- Release date: 1973;
- Country: United States
- Language: English

= Footprints in Stone =

Footprints in Stone is a 1973 (Note: Sources disagree with regard to dating of the publication of the film. Some suggest a late-1972 publication and others put forward early 1973.) American young earth creationist (YEC) documentary created and narrated by Reverend Stanley Taylor. The film puts forward YEC arguments that alleged fossilized footprints of supposedly-human origin found in and around Dinosaur Valley State Park in Texas, alongside those of non-Avian dinosaurs, cast doubt on biological evolution. The film was circulated widely in the United States.

== Premise ==
By the time of the film's development, YECs were fascinated by fossilized footprints pulled from in and around what had then been recently designated as "Dinosaur Valley State Park" near the town of Glen Rose. Preserved dinosaur footprints had been frequently found along the Paluxy River that runs through the site, including some of the earliest known sauropod prints. Many dinosaur prints were colocated with prints resembling those of modern humans, and YECs argued that these findings were evidence against biological evolution.

Some such tracks had been dismissed as forgeries, such as those produced by Tucson YEC Clifford Burdock. To the exclusion of such forgeries, Reverend Taylor filmed only prints "in situ" near the Paluxy.

== Production ==
Footprints was produced by the "Films for Christ association", then of Peoria, Illinois, and headed by Reverend Taylor himself. YEC geologist Berney Neufeld wrote in 1975, that some tracks in the film "can be seen under normal circumstances only with the application of a great deal of imagination." Such tracks were "wet" by the film crew in order to increase their visibility on screen using oil or water. The documentary had a final runtime of around 43 minutes upon release in 1973.

== Plot ==
The documentary opens and closes with the Paluxy River Song. The song was written by Marian Taylor and sung by Sunny Flemming. After the introductory song, Reverend Taylor outlines the "evolutionist" theory for the development of life on Earth and contrasts it with those of YECs, which he refers to as "Special Creation". A number of locals are then interviewed about "mantracks" from the Paluxy site and people of different ages and sizes place their feet in various tracks. The film recruits two unusually tall men from Chicago and New York City to place their feet in larger tracks.

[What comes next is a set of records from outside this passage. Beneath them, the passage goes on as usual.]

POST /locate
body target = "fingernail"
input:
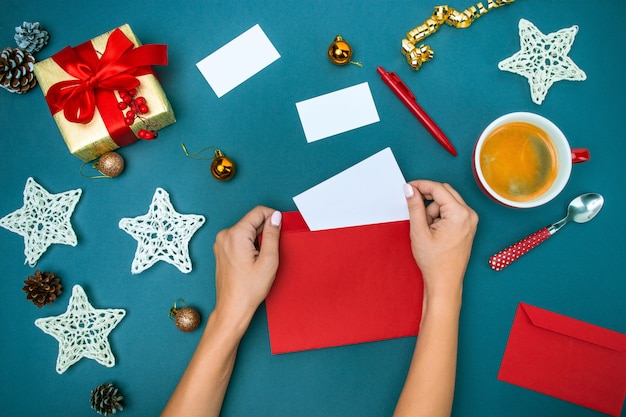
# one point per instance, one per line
(276, 218)
(408, 191)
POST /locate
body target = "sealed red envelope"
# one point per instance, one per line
(343, 286)
(567, 359)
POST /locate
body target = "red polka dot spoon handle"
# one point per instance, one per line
(504, 258)
(580, 210)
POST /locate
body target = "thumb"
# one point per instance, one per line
(268, 253)
(417, 211)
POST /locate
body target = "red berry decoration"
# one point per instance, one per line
(136, 107)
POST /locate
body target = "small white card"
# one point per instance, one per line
(238, 60)
(337, 112)
(369, 192)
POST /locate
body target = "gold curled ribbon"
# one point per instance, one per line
(418, 55)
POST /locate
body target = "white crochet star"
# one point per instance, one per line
(543, 59)
(162, 234)
(43, 220)
(82, 331)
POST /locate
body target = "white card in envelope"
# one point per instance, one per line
(369, 192)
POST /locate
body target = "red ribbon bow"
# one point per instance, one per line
(121, 62)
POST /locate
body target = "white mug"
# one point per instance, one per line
(565, 157)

The film includes criticism by old earth creationist skeptics of the "mantracks", including those of a number of individuals presented as "scientists" in the film, and responds to their claims. The attitudes of such skeptics range from partially agreeable to the film's claims to openly dismissive of them.

== Reception ==
Upon its release, Footprints in Stone was circulated widely. It was shown in many schools and churches throughout the United States to the extent that "Paluxy" became a household name among American creationists. The film proved particularly popular among American YEC groups such as the Institute for Creation Research and Creation Research Society.

The film returned to prominence in the early 1980s, owing to the efforts of YEC reverend Carl Baugh. Baugh and other affiliated YECs received substantial media coverage at this time. Baugh later founded the Creation Evidence Museum near the site of the tracks from Footprints in Stone. At that time, YEC efforts began to have an affect on science education in the United States.

== Withdrawal ==
In 1985, Paul Taylor, son of the late Stanley Taylor was shown the site on which Footprints in Stone was filmed by independent investigator Glen Kuban. That same year, Taylor announced that Films for Christ would stop all new distributions of Footprints in Stone. The younger Taylor subsequently withdrew copies of the film from circulation.

== Scientific Explanations ==
Biologist Massimo Pigliucci wrote that biologists during the 1980s, when controversy over the Paluxy Petrosomatoglyphs became prominent, had clearly demonstrated that the prints were not made by humans. He suggested that the controversial tracks, commingled fakes not withstanding, represented metatarsal dinosaur tracks. Indeed, researchers from the Seventh Day Adventist-affiliated Loma Linda University determined as early as 1975 that the tracks depicted in Footprints were either of dinosaurian origin or were not animal tracks at all, but rather were the products of erosion.